The transmit program will then transmit those eight bits one at a time. To transmit a zero, it signals the receive program with the signal "SIGUSR1" as defined in signal.h. To transmit a one, it signals the receive program with signal "SIGUSR2". (These two signal numbers are reserved for user-defined purposes.) To make sure that the signals arrive in order and are not combined, sleep for a tenth of a second inbetween each transmission using usleep(100000). These signals are sent using the kill() system call.

A compiled version of each of receive and transmit is supplied in /u/csc209h/summer/pub/lab/09 . You can run these programs against each other, and you can test them against your own.

To assemble the eight bits in receive.c, you can start with a value of zero and keep left-shifting it by one bit, adding 1 when there's a 1 bit and not doing anything extra when there's a 0 bit (only the left-shift).

For example bit-manipulation code which disassembles the bits for use in transmit.c, see /u/csc209h/summer/pub/lab/09/disassemble.c .
For an example program which waits for signals, see /u/csc209h/summer/pub/lab/09/receive-hint.c .
Both of these programs are also compiled for your use, in /u/csc209h/summer/pub/lab/09 .

You might prefer to focus on only one of receive.c and transmit.c. A correct implementation of either one will get the mark for this part of this lab.

4. fork and i/o redirection (additional exercise, not for credit)

Alternately prompt for a command and for a file name to redirect its output to. Execute the command (in the child process) with stdout redirected.
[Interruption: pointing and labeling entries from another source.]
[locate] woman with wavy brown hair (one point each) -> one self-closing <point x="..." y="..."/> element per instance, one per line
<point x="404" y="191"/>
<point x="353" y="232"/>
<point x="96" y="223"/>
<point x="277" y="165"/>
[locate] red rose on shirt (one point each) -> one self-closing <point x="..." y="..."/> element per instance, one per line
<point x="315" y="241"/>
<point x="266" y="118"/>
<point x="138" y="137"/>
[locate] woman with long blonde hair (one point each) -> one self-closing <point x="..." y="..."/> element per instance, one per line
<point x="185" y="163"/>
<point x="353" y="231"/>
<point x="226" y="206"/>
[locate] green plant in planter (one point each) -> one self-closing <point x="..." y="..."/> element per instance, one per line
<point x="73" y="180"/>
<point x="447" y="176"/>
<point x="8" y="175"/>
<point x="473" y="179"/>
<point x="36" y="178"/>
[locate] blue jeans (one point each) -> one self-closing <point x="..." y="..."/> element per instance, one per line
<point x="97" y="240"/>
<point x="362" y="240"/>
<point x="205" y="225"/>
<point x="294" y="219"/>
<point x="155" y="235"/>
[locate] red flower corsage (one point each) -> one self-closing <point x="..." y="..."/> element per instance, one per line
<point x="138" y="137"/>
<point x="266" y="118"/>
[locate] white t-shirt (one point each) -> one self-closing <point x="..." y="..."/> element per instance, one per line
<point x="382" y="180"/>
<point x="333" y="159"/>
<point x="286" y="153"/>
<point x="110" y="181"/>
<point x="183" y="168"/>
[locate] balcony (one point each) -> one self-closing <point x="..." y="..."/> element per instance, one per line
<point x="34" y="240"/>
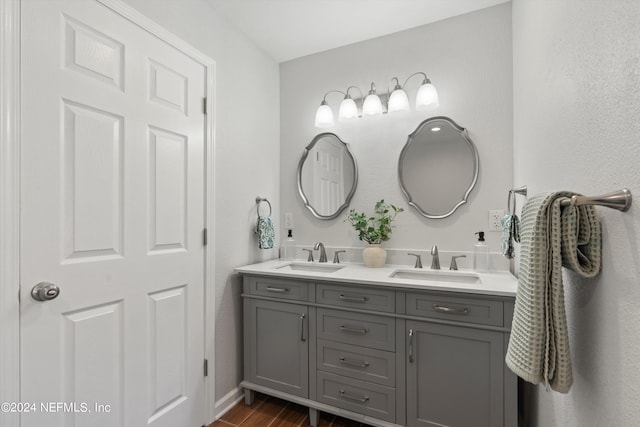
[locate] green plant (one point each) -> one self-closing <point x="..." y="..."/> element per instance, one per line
<point x="377" y="228"/>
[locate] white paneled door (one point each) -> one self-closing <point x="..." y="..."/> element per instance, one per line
<point x="113" y="211"/>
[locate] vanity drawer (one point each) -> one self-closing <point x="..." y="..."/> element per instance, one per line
<point x="460" y="309"/>
<point x="361" y="363"/>
<point x="357" y="297"/>
<point x="365" y="330"/>
<point x="277" y="288"/>
<point x="358" y="396"/>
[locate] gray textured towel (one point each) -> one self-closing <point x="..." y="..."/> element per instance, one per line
<point x="551" y="237"/>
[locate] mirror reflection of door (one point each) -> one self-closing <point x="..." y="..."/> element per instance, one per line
<point x="327" y="176"/>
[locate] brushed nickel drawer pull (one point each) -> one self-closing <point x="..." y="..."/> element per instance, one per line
<point x="410" y="345"/>
<point x="353" y="330"/>
<point x="344" y="297"/>
<point x="351" y="363"/>
<point x="279" y="290"/>
<point x="362" y="399"/>
<point x="449" y="310"/>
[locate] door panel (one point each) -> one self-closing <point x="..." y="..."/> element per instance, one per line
<point x="452" y="368"/>
<point x="113" y="210"/>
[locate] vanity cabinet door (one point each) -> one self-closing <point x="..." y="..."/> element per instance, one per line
<point x="276" y="346"/>
<point x="454" y="376"/>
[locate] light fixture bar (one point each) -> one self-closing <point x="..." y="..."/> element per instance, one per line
<point x="375" y="104"/>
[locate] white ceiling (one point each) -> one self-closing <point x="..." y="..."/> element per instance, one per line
<point x="289" y="29"/>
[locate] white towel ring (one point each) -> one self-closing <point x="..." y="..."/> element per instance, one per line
<point x="259" y="200"/>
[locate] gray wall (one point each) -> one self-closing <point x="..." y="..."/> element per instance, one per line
<point x="576" y="127"/>
<point x="469" y="60"/>
<point x="246" y="158"/>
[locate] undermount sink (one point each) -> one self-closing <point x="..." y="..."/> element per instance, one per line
<point x="310" y="267"/>
<point x="437" y="276"/>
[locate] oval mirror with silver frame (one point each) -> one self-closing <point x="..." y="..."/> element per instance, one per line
<point x="438" y="167"/>
<point x="327" y="176"/>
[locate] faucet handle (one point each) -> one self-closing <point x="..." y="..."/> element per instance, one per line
<point x="418" y="260"/>
<point x="454" y="264"/>
<point x="336" y="256"/>
<point x="310" y="258"/>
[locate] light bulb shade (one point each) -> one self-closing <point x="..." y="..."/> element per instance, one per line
<point x="398" y="101"/>
<point x="427" y="97"/>
<point x="348" y="110"/>
<point x="324" y="116"/>
<point x="372" y="105"/>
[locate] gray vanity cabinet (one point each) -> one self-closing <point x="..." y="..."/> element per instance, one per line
<point x="387" y="356"/>
<point x="454" y="376"/>
<point x="276" y="346"/>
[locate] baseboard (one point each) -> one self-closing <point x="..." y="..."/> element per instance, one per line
<point x="228" y="401"/>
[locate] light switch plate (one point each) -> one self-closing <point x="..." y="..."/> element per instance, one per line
<point x="288" y="220"/>
<point x="495" y="218"/>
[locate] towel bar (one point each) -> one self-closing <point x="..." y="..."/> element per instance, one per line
<point x="511" y="207"/>
<point x="260" y="200"/>
<point x="619" y="200"/>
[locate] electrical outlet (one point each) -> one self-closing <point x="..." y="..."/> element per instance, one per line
<point x="495" y="218"/>
<point x="288" y="220"/>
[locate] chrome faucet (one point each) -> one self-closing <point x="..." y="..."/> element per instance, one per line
<point x="454" y="264"/>
<point x="435" y="261"/>
<point x="418" y="263"/>
<point x="323" y="253"/>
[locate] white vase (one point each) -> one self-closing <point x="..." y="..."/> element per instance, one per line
<point x="374" y="256"/>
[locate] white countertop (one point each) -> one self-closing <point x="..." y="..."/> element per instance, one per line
<point x="499" y="283"/>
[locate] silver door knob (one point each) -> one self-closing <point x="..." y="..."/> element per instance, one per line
<point x="45" y="291"/>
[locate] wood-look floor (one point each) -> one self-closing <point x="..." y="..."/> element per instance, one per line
<point x="269" y="411"/>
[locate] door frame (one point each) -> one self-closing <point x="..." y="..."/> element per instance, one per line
<point x="10" y="142"/>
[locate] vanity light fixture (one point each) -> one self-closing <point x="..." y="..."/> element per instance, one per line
<point x="397" y="101"/>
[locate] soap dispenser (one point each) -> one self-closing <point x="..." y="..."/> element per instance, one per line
<point x="288" y="248"/>
<point x="480" y="254"/>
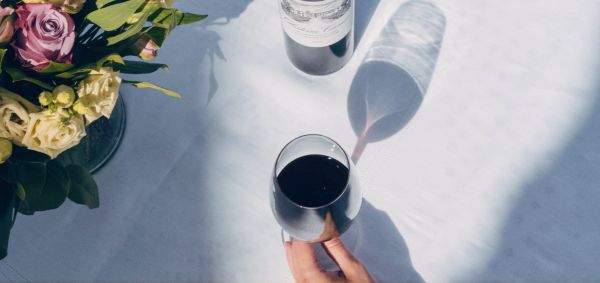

Example:
        bigcomplicatedprompt$ ./a.out
        $ ls
        File to output to: foo
        exit status 0
        $
It's fine that the command has a newline at the end of it since you're passing it to sh to be executed (the shell skips white space as applicable), but for the file name, you'll need to remove the newline with something like
        if ((p = strchr(filename, '\n')))
            *p = '\0';
Remember that the second argument to open() for opening a file for write in the normal way is O_WRONLY|O_CREAT|O_TRUNC and the third argument is 0666. Make sure that you see your prompt after the execution of the redirected command (if not, you're doing the redirection in the parent rather than only in the child).

To submit

First of all, you must run "/u/csc209h/summer/present", during the tutorial time, on the console of a tutorial lab workstation, or get the TA to mark you as present.

Then, by the end of Friday July 15, submit q2.c, and submit either receive.c, transmit.c, or both, using the usual 'submit' command, with "assignment" name "lab09".

Your grade for the second half of this lab will be the max of the two grades assigned for receive.c and transmit.c.

Programs which yield error or warning messages when compiled with "gcc −Wall" on the teach.cs machines get zero.

Note that the supplied compiled receive and transmit are reference implementations. Your programs must work with them to get the mark; implementations which use different signals or send them in a different order are not going to be considered solutions to this lab assignment.